The following in vitro glucocorticoid (GC) parameters of progesterone (P), 1-ene progesterone (deltaP), 11beta-hydroxyprogesterone (HOP), 11beta-1-ene progesterone (deltaHOP) and dexamethasone (Dexa) were assayed in the presence or absence of bovine calf serum (BCS): binding to thymus cytosol, dissociation of the glucocorticoid receptor (GR)-heat shock protein 90 (hsp90) complex (diss.), tyrosine aminotransferase (TAT) induction in hepatocytes and the inhibition of 3H-uridine and 35S-methionine uptake by thymocytes.
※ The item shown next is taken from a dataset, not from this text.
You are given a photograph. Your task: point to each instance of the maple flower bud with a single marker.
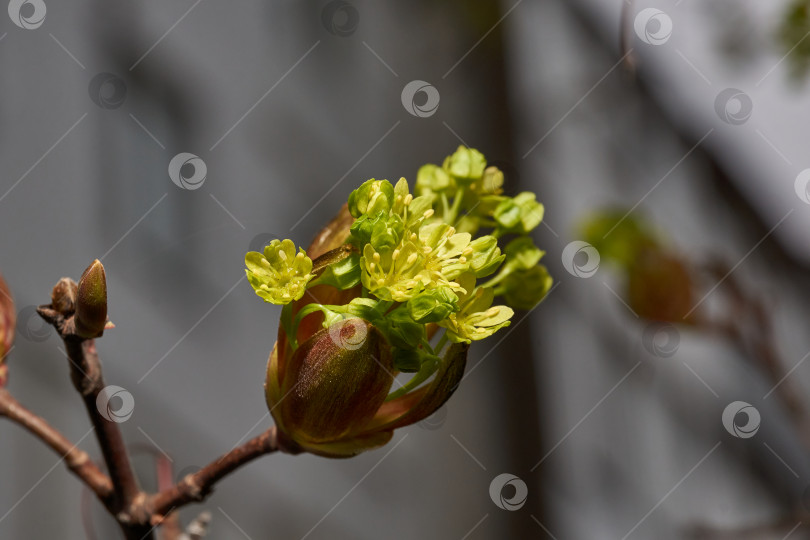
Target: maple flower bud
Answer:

Without BCS, steroids were in most cases active in this general order: Dex > deltaHOP > HOP > deltaP > P. BCS abolished all activities in P and deltaP, but left them unaltered in all other steroids, except diss. in HOP, which diminished intermediately. Binding of P, deltaP, HOP and deltaHOP to GR and CBG paralleled their in vivo activating effects on glycogen deposition. Conclusions: in this steroid series, BCS, but not CBG, inhibits GC responses of P and deltaP. 11-Beta hydroxylation frees those molecules from the inhibitory effects of BCS.